Alibaba share price: analysts see 91% upside as sell-off intensifies
As Chinese tech stocks face pronounced selling pressure, analysts continue to view Alibaba favourably.
Despite the Alibaba (NYSE: BABA) share price collapsing 30% in the last 6-months, the sell-side continues to see upside potential from the tech behemoth.
According to Market Beat, the consensus price target for Alibaba last stood at $301.78 per share, a level which implies upside potential of 91.17% from where the stock last traded at.
Alibaba share price
Alibaba closed out Wednesday's US session at US$157.86 per share, giving the conglomerate an market capitalisation of US$429.09 billion. At those price levels, the stock trades on an 18.93x earnings multiple, a significant pullback from where it stood just a year ago and well behind the comps of many of its US big-tech counterparts.
With a mind to curb monopolistic power, the Chinese government has come down hard on some of its country’s most important sectors, from education to technology. Aliababa, ByteDance, Didi, and Tencent have faced the brunt of this scrutiny, with their share prices facing equally fervent declines in response.
Such concerns seem broader than regulatory intervention though, with Tencent and Alibaba both recently reporting that they have made ‘social aid donations’ running into the billions. Such donation, as the narrative goes, is aimed at tacking wealth inequality in the country.
IG Market Analyst Kyle Rodda recently elaborated on that point, noting that:
‘Every major company is in the cross hairs at the moment from Chinese authorities, as the CCP pushes its “common prosperity” drive. Tech and finance are definite targets, and you throw in the mix the out of favour Jack Ma, and perhaps it was inevitable that Alibaba and Alipay would come under some sort of scrutiny.’

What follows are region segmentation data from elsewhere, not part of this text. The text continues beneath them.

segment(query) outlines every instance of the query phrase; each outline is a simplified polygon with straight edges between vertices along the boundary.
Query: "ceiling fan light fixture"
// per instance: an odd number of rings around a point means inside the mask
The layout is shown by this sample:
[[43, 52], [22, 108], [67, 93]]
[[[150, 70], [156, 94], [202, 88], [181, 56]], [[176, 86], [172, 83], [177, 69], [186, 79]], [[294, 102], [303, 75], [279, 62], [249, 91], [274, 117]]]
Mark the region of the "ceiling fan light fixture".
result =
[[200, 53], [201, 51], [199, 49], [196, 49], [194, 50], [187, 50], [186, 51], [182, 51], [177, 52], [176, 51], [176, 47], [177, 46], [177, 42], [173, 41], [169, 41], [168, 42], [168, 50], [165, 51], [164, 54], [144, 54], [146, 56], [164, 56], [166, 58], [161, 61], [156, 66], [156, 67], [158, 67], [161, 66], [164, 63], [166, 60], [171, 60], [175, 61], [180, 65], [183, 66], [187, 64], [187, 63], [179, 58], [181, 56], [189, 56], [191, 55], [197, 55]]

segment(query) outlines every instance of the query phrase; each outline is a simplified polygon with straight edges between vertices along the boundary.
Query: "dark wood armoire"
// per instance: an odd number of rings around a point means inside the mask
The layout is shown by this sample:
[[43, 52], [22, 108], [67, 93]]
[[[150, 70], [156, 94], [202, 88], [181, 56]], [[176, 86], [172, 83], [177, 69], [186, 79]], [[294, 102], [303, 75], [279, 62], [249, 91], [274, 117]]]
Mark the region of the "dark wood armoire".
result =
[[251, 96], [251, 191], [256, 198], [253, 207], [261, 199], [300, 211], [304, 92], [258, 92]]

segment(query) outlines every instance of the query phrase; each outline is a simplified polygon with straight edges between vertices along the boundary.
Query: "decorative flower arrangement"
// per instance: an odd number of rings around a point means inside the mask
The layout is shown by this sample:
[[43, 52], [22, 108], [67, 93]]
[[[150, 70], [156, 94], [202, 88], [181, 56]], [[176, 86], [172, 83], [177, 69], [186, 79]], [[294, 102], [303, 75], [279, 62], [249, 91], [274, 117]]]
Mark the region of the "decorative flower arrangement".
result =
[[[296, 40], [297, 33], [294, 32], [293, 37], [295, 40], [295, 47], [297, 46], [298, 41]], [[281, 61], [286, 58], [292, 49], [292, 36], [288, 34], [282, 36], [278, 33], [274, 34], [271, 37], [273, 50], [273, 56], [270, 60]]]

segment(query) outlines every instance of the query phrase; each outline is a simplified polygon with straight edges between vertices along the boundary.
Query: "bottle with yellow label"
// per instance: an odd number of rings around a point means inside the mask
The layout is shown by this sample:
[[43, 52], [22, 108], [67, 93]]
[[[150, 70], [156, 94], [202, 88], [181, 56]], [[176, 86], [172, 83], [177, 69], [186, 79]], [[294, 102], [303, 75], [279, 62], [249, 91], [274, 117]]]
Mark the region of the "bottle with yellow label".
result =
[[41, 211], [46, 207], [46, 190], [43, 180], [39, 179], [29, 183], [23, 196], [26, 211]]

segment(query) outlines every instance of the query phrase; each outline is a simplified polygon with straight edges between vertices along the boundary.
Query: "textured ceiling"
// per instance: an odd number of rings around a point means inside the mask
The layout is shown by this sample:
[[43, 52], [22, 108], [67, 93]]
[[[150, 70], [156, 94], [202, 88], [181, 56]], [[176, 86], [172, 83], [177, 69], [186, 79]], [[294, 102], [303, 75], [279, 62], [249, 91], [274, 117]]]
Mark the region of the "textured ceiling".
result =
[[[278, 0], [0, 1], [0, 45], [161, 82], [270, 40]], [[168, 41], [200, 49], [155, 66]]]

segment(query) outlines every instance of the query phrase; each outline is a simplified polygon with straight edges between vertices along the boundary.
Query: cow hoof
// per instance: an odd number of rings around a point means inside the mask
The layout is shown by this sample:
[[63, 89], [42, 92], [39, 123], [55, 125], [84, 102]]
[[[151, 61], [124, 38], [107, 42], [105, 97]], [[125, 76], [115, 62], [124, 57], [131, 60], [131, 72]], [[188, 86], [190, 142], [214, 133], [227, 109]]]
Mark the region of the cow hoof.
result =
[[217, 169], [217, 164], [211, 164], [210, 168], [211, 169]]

As Mr Rodda further notes:
‘Monopolies are bad for consumers and the interests of broader society. China is looking to rebalance the power and wealth away from “capitalists”, and arguably nip in the bud the state of affairs that have emerged in Western market economies, and restructure massive and sometimes too big to fail corporations, who’ve too much in the eyes of the CCP served the interests of shareholders, but perhaps not society at large.’
These issues haven’t dissuaded the sell-side, mind you. Alibaba’s consensus rating of Buy is made up of 1 Strong Buy rating, 24 Buy ratings, 2 Hold ratings and 2 Sell ratings. That’s little changed from how analaysts viewed the stock just a year ago. (In fact, the consensus price target is higher now than it was then.)
While that view remains stable, everything else about Alibaba – and perhaps Chinese equities more broadly – appears in a state of flux. The contrast between the sharp price declines and the unpredictable regulatory environment also creates a number of important questions that investors and traders must grapple with.
Is this simply a case of the sell-side not ‘catching up’ to the current events; which are inherently difficult to, or potentially impossible to model for?
Or, according to the analyst consensus, is Alibaba actually ‘cheap’ at current price levels, based off historical growth levels and when looking at US big-tech comps?